# 2014 310 Tb



## Gary (Dec 9, 2007)

Just picked up our new 2014 310 TB

LOVE IT










This is our third outback first a 2007 23KRS then a 2010 28ORS.

This will be the last one. DW heard that before.


----------



## Northern Ninja (Aug 20, 2011)

Gary said:


> Just picked up our new 2014 310 TB
> 
> LOVE IT
> 
> ...


Congratulations! When's her maiden voyage?


----------



## Tourdfox (Oct 4, 2012)

Way to go Gary.Your back in the game.Do to unfortunate circumstances we still havn't been out for the mayden voyage with our new unit.Hope you get out there soon.Havn't seen the 310 TB up close as nobody has had 1.That's the 28 Rs replacement correct.Still with a side loader.Very nice unit but 5 ft longer was to much for us.That's why we were hot and heavy on a 280 before there were no more new ones in existance.If you ever tow that toy through the Okanagan i'd really like to check it out.


----------



## Gary (Dec 9, 2007)

Tourdfox said:


> Way to go Gary.Your back in the game.Do to unfortunate circumstances we still havn't been out for the mayden voyage with our new unit.Hope you get out there soon.Havn't seen the 310 TB up close as nobody has had 1.That's the 28 Rs replacement correct.Still with a side loader.Very nice unit but 5 ft longer was to much for us.That's why we were hot and heavy on a 280 before there were no more new ones in existance.If you ever tow that toy through the Okanagan i'd really like to check it out.

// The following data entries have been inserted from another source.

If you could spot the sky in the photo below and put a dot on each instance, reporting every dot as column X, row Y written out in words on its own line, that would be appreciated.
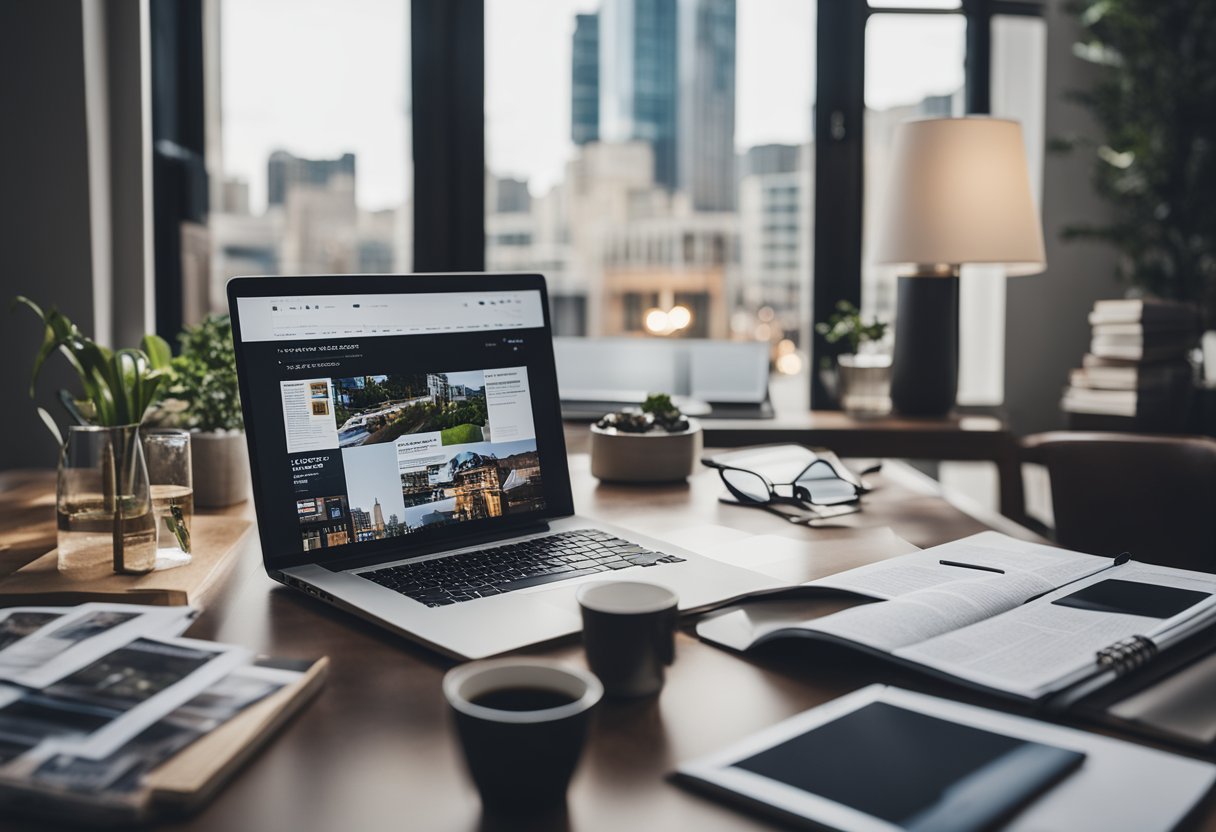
column 325, row 77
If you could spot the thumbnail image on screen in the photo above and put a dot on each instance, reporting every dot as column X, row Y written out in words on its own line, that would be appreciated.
column 387, row 455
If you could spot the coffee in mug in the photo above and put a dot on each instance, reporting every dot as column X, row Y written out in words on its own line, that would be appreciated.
column 522, row 725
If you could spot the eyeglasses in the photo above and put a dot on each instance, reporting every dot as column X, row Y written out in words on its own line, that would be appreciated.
column 818, row 484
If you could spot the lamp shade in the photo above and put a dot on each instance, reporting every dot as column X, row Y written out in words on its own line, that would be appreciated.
column 960, row 192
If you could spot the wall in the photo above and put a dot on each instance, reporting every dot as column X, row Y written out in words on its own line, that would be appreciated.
column 1046, row 327
column 44, row 206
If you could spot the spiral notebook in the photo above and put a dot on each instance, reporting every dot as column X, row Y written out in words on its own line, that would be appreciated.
column 1011, row 617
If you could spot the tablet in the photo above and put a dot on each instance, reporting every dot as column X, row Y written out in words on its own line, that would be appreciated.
column 877, row 762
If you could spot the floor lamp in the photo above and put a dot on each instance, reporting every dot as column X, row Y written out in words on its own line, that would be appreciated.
column 960, row 194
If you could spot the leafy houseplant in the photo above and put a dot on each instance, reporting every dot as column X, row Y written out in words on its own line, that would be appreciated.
column 863, row 377
column 656, row 443
column 846, row 325
column 1155, row 102
column 103, row 498
column 203, row 395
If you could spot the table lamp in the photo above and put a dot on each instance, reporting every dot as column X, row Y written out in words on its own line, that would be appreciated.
column 960, row 194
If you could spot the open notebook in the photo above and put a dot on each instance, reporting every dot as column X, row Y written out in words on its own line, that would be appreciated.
column 1018, row 618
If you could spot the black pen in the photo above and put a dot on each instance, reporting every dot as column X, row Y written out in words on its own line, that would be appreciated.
column 972, row 566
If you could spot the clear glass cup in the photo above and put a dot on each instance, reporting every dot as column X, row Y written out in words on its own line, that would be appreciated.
column 173, row 493
column 866, row 384
column 103, row 504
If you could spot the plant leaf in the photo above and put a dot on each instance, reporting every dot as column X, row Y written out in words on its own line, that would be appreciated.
column 49, row 421
column 158, row 350
column 73, row 409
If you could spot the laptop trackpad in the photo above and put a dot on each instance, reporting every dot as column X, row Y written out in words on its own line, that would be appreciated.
column 563, row 597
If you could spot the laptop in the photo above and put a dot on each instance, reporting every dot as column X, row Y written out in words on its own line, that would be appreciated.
column 409, row 461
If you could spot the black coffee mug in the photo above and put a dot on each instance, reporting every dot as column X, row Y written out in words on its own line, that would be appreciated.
column 629, row 634
column 522, row 724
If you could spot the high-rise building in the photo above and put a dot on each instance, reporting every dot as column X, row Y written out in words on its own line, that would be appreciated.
column 585, row 79
column 378, row 513
column 285, row 170
column 637, row 79
column 763, row 159
column 705, row 149
column 510, row 195
column 776, row 228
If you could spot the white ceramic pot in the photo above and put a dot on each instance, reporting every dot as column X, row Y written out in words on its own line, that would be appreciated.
column 221, row 468
column 657, row 456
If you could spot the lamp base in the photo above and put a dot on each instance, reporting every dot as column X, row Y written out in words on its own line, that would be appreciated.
column 924, row 370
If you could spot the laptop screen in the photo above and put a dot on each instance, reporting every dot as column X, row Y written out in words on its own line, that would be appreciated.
column 382, row 420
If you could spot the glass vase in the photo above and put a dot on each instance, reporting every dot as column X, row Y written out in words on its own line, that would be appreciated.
column 865, row 384
column 105, row 504
column 167, row 453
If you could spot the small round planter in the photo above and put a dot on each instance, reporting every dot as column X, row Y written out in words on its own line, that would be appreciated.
column 221, row 467
column 656, row 456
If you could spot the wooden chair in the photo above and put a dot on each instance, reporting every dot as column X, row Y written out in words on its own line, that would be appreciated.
column 1153, row 496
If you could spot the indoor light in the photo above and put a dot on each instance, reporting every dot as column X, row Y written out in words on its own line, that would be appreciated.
column 960, row 194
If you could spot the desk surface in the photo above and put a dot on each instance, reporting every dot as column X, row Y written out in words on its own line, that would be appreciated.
column 376, row 751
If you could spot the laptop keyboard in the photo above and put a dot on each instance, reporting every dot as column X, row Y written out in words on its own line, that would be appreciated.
column 488, row 572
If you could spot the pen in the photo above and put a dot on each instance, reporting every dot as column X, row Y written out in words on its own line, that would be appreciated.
column 972, row 566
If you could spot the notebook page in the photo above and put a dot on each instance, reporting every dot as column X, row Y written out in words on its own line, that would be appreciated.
column 1043, row 646
column 921, row 571
column 928, row 613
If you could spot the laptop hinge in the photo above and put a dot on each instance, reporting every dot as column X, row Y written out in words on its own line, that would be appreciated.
column 431, row 549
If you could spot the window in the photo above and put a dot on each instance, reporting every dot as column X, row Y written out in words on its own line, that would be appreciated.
column 653, row 158
column 647, row 156
column 311, row 169
column 936, row 45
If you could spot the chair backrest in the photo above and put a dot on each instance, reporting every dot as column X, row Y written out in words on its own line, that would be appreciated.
column 1153, row 496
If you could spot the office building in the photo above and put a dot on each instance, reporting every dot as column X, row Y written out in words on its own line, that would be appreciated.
column 662, row 262
column 585, row 79
column 507, row 195
column 705, row 146
column 286, row 170
column 776, row 225
column 639, row 89
column 378, row 520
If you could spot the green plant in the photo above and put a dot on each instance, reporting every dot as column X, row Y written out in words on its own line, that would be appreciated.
column 845, row 324
column 658, row 410
column 203, row 392
column 665, row 412
column 1155, row 102
column 119, row 386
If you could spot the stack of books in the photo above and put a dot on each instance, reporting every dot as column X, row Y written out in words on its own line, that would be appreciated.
column 1136, row 375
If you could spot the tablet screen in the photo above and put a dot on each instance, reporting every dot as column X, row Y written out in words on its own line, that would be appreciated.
column 905, row 766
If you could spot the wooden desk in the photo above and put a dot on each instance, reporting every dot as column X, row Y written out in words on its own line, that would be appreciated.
column 955, row 438
column 375, row 749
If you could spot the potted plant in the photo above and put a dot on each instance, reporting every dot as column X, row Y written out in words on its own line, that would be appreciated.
column 1157, row 158
column 863, row 371
column 103, row 498
column 202, row 395
column 652, row 444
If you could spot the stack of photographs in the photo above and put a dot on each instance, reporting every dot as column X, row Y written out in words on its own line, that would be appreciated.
column 96, row 696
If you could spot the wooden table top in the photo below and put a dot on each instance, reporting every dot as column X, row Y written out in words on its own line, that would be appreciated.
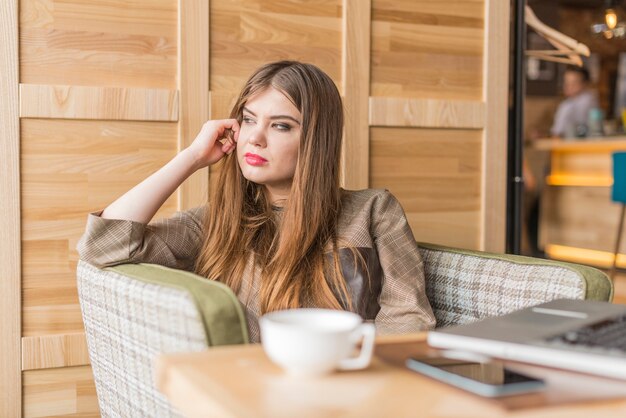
column 240, row 381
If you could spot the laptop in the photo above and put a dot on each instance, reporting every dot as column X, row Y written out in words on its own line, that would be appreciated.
column 579, row 335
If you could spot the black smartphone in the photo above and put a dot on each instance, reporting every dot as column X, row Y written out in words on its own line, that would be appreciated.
column 487, row 378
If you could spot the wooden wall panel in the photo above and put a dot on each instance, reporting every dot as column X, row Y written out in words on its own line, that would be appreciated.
column 427, row 49
column 126, row 43
column 70, row 168
column 10, row 268
column 426, row 113
column 193, row 82
column 436, row 176
column 67, row 392
column 495, row 79
column 356, row 80
column 78, row 102
column 248, row 33
column 50, row 351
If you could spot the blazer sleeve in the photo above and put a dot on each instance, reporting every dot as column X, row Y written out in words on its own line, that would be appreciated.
column 172, row 242
column 403, row 303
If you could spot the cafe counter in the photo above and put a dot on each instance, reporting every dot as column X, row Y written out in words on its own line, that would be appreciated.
column 578, row 220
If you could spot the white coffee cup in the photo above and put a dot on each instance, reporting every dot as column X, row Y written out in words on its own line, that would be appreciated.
column 316, row 341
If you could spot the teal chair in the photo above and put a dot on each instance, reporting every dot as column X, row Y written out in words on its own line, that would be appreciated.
column 618, row 195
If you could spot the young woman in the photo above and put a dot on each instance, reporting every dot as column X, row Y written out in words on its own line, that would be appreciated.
column 277, row 229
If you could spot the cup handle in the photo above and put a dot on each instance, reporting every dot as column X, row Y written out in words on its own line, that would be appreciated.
column 368, row 333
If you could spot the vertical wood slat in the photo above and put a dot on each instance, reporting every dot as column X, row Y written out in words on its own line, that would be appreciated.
column 193, row 80
column 356, row 86
column 10, row 373
column 495, row 95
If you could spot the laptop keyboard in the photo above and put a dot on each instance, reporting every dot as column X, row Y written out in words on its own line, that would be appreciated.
column 605, row 337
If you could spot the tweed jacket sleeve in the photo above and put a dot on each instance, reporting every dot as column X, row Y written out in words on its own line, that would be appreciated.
column 403, row 303
column 172, row 242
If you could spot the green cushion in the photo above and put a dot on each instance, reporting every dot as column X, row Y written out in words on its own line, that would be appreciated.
column 597, row 284
column 222, row 313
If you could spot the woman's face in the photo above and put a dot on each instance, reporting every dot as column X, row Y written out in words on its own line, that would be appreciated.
column 267, row 147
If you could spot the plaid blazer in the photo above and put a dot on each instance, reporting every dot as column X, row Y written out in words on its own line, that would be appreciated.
column 390, row 290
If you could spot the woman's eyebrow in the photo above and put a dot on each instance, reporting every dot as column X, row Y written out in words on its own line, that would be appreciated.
column 275, row 116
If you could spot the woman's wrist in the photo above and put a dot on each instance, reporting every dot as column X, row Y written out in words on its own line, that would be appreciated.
column 191, row 160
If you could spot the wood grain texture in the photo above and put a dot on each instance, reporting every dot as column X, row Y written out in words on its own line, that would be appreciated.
column 10, row 269
column 356, row 81
column 426, row 113
column 436, row 176
column 193, row 79
column 427, row 49
column 68, row 392
column 495, row 94
column 71, row 168
column 125, row 43
column 248, row 33
column 113, row 103
column 49, row 351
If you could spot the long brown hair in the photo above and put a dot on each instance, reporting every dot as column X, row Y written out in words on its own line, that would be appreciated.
column 289, row 248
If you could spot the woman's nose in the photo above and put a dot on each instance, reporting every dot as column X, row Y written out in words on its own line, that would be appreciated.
column 257, row 137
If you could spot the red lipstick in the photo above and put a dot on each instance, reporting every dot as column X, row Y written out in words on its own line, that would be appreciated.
column 254, row 159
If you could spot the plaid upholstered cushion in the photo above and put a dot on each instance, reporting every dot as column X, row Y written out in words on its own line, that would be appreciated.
column 132, row 314
column 465, row 286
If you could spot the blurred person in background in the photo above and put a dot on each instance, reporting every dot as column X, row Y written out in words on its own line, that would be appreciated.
column 572, row 115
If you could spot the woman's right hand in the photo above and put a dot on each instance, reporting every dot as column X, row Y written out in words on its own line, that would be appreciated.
column 216, row 139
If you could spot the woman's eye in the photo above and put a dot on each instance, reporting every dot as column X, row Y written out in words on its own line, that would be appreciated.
column 282, row 126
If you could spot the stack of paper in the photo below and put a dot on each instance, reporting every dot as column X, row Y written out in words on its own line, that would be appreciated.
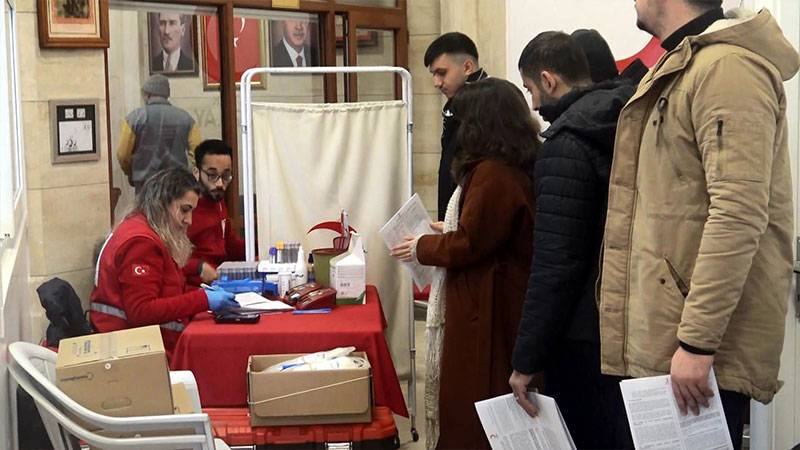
column 657, row 423
column 252, row 302
column 410, row 220
column 509, row 427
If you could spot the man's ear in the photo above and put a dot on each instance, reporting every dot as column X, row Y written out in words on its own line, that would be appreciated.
column 549, row 81
column 469, row 66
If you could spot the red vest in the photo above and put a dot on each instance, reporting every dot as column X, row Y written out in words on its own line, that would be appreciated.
column 214, row 239
column 138, row 283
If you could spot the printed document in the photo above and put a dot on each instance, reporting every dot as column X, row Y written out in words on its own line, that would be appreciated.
column 252, row 302
column 657, row 423
column 410, row 220
column 509, row 427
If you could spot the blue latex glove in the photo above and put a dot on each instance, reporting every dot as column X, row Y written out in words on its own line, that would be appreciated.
column 219, row 299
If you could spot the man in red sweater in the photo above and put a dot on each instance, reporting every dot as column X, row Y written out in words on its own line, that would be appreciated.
column 211, row 231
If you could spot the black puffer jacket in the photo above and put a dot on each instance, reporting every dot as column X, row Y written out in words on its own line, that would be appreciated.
column 449, row 148
column 571, row 179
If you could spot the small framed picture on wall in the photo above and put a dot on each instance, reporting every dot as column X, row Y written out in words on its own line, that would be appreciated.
column 72, row 23
column 172, row 43
column 74, row 130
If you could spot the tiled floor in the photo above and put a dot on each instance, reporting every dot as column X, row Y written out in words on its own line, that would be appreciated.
column 403, row 424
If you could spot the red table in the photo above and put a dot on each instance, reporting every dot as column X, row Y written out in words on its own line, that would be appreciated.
column 217, row 353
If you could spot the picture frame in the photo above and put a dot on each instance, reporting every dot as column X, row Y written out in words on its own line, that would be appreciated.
column 72, row 23
column 300, row 30
column 175, row 34
column 75, row 130
column 364, row 38
column 249, row 50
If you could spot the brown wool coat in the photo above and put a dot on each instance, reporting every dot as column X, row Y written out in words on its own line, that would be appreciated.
column 487, row 261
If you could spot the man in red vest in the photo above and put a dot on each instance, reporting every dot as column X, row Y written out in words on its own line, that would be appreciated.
column 211, row 232
column 138, row 280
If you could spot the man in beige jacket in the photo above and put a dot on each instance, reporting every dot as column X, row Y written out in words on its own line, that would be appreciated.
column 698, row 245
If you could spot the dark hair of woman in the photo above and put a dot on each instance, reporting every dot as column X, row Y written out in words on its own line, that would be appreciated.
column 494, row 123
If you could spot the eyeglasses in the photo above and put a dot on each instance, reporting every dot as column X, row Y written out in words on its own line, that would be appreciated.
column 213, row 176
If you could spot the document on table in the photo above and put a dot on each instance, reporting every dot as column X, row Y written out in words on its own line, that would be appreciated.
column 410, row 220
column 509, row 427
column 657, row 423
column 252, row 302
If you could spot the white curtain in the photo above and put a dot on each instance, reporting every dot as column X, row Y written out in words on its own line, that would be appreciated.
column 312, row 161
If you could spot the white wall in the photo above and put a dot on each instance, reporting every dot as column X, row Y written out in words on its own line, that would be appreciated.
column 14, row 265
column 774, row 426
column 14, row 269
column 777, row 425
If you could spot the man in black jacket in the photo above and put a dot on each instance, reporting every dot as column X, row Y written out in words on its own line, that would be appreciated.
column 452, row 59
column 559, row 332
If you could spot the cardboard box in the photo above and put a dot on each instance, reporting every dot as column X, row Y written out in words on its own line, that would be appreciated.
column 307, row 398
column 181, row 401
column 349, row 273
column 121, row 373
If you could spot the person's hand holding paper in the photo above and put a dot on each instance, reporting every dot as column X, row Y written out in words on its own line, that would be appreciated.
column 689, row 378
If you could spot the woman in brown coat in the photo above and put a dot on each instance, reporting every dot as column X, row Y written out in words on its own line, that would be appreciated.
column 485, row 253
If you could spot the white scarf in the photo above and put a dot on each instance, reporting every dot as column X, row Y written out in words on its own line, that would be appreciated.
column 434, row 332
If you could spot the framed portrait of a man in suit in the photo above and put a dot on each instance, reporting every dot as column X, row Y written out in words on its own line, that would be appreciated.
column 294, row 42
column 172, row 43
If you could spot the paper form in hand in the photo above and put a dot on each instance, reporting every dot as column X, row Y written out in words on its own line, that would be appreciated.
column 252, row 302
column 657, row 423
column 410, row 220
column 509, row 427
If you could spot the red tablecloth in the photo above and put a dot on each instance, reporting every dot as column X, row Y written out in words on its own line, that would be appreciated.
column 217, row 353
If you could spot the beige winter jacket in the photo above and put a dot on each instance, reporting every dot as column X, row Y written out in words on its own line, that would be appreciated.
column 698, row 244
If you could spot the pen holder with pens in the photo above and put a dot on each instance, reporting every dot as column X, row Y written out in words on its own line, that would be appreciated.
column 322, row 256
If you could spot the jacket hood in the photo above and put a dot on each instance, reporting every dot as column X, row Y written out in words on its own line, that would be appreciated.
column 756, row 32
column 590, row 113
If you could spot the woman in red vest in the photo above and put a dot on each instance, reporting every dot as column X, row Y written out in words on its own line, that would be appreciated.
column 138, row 280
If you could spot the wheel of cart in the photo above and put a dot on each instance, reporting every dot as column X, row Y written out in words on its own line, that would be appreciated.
column 249, row 175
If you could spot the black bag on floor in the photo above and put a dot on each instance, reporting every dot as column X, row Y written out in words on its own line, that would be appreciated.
column 63, row 308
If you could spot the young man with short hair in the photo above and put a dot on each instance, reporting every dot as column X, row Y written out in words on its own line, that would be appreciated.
column 452, row 59
column 558, row 333
column 211, row 232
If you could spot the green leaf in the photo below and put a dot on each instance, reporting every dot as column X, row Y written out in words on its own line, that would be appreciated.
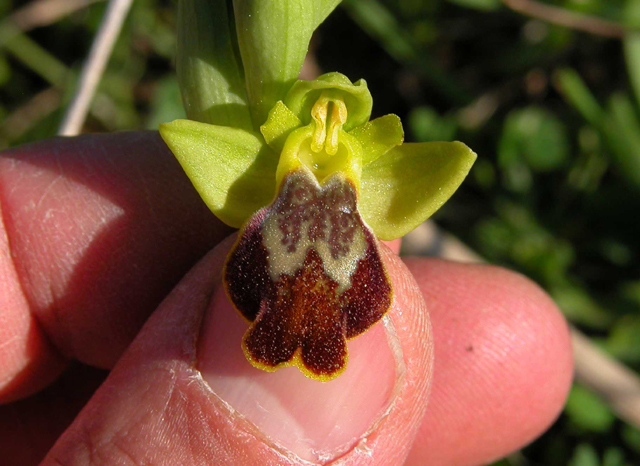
column 232, row 169
column 578, row 94
column 585, row 455
column 379, row 136
column 409, row 183
column 623, row 341
column 535, row 136
column 304, row 94
column 483, row 5
column 279, row 124
column 274, row 38
column 587, row 411
column 209, row 71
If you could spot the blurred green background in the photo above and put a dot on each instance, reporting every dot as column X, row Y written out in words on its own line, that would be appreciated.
column 553, row 112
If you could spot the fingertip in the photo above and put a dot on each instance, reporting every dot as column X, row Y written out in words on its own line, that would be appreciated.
column 503, row 363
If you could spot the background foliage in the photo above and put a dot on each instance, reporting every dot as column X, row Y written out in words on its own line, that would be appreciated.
column 553, row 113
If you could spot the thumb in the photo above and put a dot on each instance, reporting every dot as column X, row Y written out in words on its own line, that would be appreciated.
column 184, row 394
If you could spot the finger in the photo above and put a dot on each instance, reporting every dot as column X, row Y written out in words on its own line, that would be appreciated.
column 100, row 229
column 503, row 363
column 29, row 427
column 27, row 359
column 166, row 402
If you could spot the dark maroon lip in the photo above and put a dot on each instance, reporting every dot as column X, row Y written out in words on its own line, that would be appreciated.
column 307, row 274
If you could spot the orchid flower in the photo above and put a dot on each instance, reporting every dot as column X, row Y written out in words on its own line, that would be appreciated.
column 298, row 166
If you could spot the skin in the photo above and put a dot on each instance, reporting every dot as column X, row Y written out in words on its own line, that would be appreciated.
column 97, row 230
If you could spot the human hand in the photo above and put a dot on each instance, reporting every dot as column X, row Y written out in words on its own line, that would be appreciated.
column 98, row 231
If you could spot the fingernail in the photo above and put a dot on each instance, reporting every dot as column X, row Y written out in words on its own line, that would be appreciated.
column 317, row 421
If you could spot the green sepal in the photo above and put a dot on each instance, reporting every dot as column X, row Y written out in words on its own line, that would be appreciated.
column 304, row 94
column 280, row 122
column 379, row 136
column 209, row 69
column 232, row 169
column 409, row 183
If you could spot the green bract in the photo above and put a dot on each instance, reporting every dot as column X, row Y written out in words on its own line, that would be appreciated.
column 323, row 124
column 250, row 121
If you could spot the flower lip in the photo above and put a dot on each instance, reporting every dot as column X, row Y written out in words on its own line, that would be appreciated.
column 307, row 273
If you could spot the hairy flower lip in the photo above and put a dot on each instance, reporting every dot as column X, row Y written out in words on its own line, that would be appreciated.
column 306, row 272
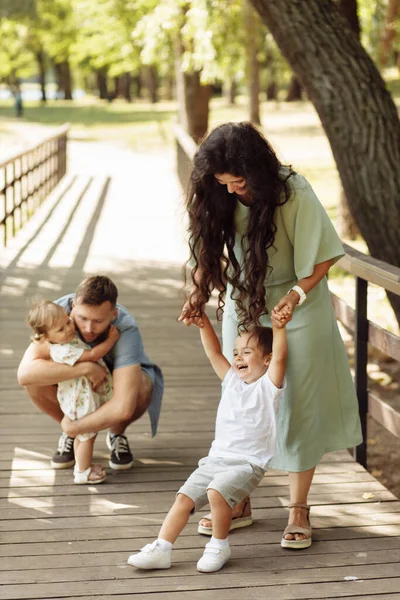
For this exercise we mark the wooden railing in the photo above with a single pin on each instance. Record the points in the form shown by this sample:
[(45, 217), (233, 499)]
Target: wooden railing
[(365, 270), (27, 178)]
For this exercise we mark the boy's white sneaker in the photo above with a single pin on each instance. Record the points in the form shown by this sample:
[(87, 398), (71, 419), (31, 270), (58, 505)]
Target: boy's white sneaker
[(151, 556), (214, 558)]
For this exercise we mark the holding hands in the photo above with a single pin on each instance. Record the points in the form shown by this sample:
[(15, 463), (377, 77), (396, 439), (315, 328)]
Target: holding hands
[(280, 317), (188, 317)]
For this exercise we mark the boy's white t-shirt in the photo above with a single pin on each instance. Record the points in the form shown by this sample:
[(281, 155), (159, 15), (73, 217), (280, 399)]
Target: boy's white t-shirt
[(246, 424)]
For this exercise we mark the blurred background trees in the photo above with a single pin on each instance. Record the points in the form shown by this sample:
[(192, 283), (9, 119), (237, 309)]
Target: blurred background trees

No , not this year. We are only going to be at Fairmont this year for a month.


----------



## Tourdfox (Oct 4, 2012)

Gary said:


> Way to go Gary.Your back in the game.Do to unfortunate circumstances we still havn't been out for the mayden voyage with our new unit.Hope you get out there soon.Havn't seen the 310 TB up close as nobody has had 1.That's the 28 Rs replacement correct.Still with a side loader.Very nice unit but 5 ft longer was to much for us.That's why we were hot and heavy on a 280 before there were no more new ones in existance.If you ever tow that toy through the Okanagan i'd really like to check it out.


No , not this year. We are only going to be at Fairmont this year for a month.
[/quote]

We may be that way this year.My brother in law has an rv Site in Fairmont right on the river


----------



## Tourdfox (Oct 4, 2012)

Finally seen the 310 TB today when i went to pick up our 280.Very nice love the layout.Especially the bedroom at rear.Also the huge slide/dinette ,couch area.Nice wide open look.Really really like it.


----------